Working with Rate-Limited Third-Party APIs

Understanding rate limits

Third-party APIs enforce rate limits to protect their infrastructure. Common limit types:

Requests per second (burst limit) — typically 1–10 requests per second
Requests per minute — common for REST APIs
Daily quotas — often used for expensive operations like LLM API calls
Concurrent connection limits

Hitting a rate limit returns a 429 response. Hitting it repeatedly may result in temporary or permanent API key suspension.

The token bucket implementation

For controlling your own outbound request rate, implement a token bucket algorithm. Tokens represent the right to make one API request. Tokens are added to the bucket at the API's allowed rate. A request consumes one token. If the bucket is empty, the request waits.

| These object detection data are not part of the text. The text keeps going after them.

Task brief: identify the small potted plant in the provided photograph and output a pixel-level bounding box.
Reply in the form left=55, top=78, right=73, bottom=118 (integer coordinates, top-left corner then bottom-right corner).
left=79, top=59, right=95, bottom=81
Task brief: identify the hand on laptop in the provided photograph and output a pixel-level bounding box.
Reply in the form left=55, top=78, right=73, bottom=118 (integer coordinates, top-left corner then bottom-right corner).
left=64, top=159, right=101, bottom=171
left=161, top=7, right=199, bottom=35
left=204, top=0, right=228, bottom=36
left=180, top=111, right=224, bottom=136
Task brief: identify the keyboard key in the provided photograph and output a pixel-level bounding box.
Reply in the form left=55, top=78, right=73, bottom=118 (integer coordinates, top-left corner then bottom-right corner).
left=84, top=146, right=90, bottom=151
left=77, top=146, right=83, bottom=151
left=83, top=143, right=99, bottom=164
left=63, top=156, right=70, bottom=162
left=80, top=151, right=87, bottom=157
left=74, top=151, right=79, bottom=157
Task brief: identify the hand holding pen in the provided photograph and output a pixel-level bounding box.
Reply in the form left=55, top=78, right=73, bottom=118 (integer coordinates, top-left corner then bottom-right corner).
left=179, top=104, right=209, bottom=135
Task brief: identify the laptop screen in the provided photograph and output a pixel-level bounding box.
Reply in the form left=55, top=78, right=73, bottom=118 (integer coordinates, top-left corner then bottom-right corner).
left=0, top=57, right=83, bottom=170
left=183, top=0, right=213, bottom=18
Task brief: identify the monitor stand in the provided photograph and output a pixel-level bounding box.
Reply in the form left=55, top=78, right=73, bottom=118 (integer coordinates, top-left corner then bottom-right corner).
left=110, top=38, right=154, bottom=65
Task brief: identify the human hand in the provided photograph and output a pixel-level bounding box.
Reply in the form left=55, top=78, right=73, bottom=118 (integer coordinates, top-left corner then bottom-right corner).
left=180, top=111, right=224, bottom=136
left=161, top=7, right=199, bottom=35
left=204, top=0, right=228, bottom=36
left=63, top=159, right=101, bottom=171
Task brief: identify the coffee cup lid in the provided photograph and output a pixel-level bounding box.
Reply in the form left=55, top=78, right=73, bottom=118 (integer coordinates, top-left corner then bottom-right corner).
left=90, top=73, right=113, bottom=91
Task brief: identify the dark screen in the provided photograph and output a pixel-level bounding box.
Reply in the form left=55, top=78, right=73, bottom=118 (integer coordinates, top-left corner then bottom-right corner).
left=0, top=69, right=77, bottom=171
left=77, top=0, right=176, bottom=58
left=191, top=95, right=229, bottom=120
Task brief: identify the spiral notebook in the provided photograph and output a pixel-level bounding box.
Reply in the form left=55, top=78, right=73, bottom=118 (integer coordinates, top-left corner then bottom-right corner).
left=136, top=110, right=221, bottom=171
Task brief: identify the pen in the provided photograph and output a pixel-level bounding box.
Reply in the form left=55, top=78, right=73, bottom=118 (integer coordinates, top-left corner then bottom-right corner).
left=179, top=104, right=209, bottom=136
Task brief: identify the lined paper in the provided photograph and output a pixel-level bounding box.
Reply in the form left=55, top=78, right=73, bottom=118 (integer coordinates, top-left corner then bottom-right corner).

This smooths request traffic and ensures you never exceed the API's limits, even during burst conditions.

Handling 429 responses

When you receive a 429:

1. Check for a Retry-After header — this tells you exactly how long to wait 2. If no Retry-After is present, wait with exponential backoff (start at 1 second, double each retry) 3. Add jitter (a small random delay) to prevent retry storms when multiple workers hit the limit simultaneously

Queuing for high-volume workloads

For workloads that need to make thousands of API calls (bulk data sync, report generation, notification delivery), use a job queue with concurrency limits rather than making all calls in parallel. A queue gives you:

Control over the request rate
Automatic retry on failure
Visibility into backlog and processing rate
Graceful handling of API downtime

Caching to reduce API calls

Cache API responses where the data does not change frequently. A company's address from a data enrichment API, a user's account status from a CRM, or a product's price from a catalogue API — these do not change on every request. Even a 5-minute TTL cache can dramatically reduce API call volume for high-traffic integrations.